The mean flow field in the centrifugal pump (left) and the azimuthal vorticity within the gaps between the pump-house and the outer walls of the pump (right). In the left frame, Regions I–III depict the areas relevant to long platelet residence times. These include the re-circulating flow above the impeller (I), the gap between the rotating magnet house and the side walls (pump house), marked as Region II (Taylor-Couette like flow) and the bottom gap (III) with structures similar to those found in the Ekman and Bödewadt flows13). In the vortices in Regions II and III, platelets are captured and residence time prolonged13). Residence time added to the high shear generated in the narrow gap between the rotating magnet house and the pump house, induces a high risk for platelet activation.
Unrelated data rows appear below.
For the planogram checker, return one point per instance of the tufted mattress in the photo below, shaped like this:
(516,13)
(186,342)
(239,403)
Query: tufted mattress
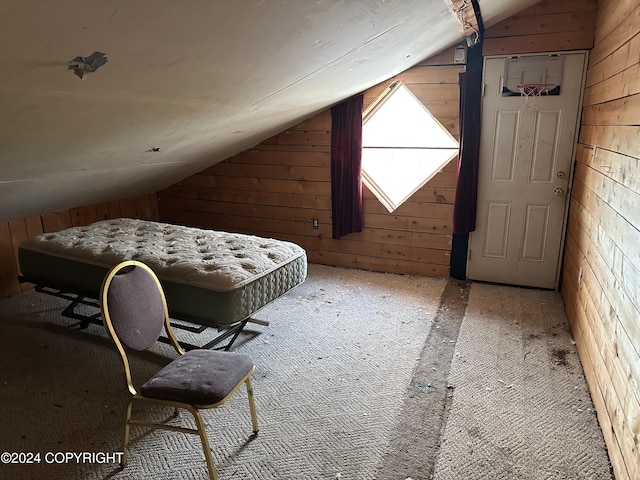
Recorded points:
(209,277)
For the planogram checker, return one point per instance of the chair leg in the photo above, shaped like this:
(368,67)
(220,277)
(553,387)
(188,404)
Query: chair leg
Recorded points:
(205,443)
(125,442)
(252,405)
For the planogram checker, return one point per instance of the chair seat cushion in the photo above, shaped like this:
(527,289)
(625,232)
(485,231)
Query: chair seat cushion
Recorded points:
(199,377)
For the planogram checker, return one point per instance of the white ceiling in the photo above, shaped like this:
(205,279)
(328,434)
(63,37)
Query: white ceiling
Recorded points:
(200,79)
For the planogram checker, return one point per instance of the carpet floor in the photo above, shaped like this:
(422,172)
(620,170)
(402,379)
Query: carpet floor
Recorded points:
(359,375)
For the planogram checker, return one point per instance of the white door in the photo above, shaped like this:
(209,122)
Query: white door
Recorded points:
(526,159)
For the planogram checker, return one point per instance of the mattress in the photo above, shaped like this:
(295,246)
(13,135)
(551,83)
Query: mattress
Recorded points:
(209,277)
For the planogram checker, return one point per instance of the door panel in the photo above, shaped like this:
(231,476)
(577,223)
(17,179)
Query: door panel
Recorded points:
(525,156)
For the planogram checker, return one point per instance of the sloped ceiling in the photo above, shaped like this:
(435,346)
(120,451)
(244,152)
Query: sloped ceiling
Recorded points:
(200,80)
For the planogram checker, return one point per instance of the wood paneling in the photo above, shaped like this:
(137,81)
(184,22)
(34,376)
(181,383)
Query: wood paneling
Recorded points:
(14,232)
(601,272)
(548,26)
(278,187)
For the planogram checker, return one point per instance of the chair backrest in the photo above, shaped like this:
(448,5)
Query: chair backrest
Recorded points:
(133,305)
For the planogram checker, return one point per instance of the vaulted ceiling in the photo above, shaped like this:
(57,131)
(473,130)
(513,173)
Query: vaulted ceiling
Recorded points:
(187,83)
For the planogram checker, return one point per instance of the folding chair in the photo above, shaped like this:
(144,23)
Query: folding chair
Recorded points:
(134,311)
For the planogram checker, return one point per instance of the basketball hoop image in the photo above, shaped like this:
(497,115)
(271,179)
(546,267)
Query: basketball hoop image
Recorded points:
(530,93)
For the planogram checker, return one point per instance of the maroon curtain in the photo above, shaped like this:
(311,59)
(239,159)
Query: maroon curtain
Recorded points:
(346,163)
(464,210)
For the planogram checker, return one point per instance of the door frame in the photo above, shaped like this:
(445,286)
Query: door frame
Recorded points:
(573,150)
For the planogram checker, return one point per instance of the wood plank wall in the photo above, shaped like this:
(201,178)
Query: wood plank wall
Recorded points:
(14,232)
(548,26)
(278,187)
(601,275)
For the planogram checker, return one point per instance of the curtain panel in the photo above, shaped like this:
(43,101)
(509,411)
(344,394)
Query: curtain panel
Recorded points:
(464,210)
(346,166)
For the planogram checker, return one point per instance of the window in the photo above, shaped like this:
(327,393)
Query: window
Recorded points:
(403,146)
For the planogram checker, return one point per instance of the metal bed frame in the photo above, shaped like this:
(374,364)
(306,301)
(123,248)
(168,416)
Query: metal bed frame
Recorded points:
(78,298)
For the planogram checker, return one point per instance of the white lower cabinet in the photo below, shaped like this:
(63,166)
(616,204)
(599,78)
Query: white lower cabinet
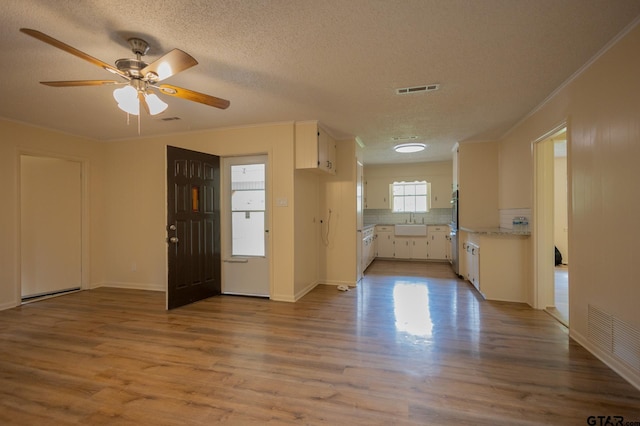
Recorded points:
(473,264)
(411,247)
(501,273)
(385,241)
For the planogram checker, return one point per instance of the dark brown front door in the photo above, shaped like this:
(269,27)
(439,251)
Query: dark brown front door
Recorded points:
(193,226)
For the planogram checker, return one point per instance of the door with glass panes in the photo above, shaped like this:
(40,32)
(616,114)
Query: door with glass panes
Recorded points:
(246,263)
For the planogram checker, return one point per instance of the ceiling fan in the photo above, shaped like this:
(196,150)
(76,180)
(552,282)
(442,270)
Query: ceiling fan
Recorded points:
(141,78)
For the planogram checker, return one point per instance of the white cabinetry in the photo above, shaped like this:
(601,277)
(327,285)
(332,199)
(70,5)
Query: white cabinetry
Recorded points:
(369,247)
(437,242)
(377,194)
(315,149)
(385,241)
(502,272)
(473,264)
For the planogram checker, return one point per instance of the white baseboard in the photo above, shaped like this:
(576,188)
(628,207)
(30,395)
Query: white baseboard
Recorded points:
(8,305)
(337,282)
(133,286)
(619,367)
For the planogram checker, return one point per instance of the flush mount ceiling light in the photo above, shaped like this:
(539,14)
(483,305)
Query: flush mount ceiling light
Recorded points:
(405,148)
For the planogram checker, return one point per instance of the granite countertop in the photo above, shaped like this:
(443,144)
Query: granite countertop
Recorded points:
(496,231)
(394,224)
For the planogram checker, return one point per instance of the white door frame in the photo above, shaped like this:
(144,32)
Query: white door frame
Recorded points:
(229,261)
(543,217)
(84,227)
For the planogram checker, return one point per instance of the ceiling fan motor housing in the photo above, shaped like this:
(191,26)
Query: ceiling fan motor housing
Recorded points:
(131,67)
(138,46)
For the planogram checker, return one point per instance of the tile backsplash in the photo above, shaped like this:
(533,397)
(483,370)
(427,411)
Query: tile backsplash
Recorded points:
(387,217)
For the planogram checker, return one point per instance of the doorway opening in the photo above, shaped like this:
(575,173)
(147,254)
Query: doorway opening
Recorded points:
(551,227)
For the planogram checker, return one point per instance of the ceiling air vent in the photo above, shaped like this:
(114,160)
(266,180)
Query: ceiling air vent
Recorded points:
(417,89)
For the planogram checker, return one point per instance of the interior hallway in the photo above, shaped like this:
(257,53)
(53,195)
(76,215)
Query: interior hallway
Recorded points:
(411,345)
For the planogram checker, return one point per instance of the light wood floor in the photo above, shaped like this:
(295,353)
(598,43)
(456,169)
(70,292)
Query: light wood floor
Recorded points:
(411,345)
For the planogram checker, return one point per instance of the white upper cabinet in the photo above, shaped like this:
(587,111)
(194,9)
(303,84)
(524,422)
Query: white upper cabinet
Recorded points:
(315,148)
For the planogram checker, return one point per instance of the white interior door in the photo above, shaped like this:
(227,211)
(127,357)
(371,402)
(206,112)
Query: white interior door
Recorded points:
(50,225)
(245,249)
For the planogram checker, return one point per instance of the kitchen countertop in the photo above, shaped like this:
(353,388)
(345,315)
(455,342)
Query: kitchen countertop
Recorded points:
(394,224)
(496,231)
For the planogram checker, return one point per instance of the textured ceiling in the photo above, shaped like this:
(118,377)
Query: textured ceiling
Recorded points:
(338,61)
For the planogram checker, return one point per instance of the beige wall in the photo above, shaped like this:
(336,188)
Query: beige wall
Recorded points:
(338,264)
(478,185)
(602,110)
(560,219)
(126,206)
(136,211)
(308,228)
(16,138)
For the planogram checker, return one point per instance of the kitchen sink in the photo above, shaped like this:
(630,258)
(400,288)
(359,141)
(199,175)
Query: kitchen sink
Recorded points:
(410,230)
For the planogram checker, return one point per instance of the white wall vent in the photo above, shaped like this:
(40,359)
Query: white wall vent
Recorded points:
(614,336)
(417,89)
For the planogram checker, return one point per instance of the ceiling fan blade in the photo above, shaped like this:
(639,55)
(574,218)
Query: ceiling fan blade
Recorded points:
(190,95)
(169,64)
(143,102)
(79,83)
(63,46)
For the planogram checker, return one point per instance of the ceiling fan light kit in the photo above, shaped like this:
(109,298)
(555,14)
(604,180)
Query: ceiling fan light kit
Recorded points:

The flow field in the pump is unsteady, including both coherent, larger scale structures along with turbulent fluctuations13. The mean flow is characterized by several distinct recirculation regions. Figure 3b depicts the azimuthal vorticity component in Regions II and III. These regions are characterized by relatively slowly moving sets of vortices, in which platelets are captured, and remain trapped over a longer time. Details of the impact of these vortices on the activation of a platelet population were discussed by Fuchs et al.11. In the same paper, it was observed that the sensitivity of the results to the model parameters proposed by Nobili required additional analysis with respect to model sensitivity.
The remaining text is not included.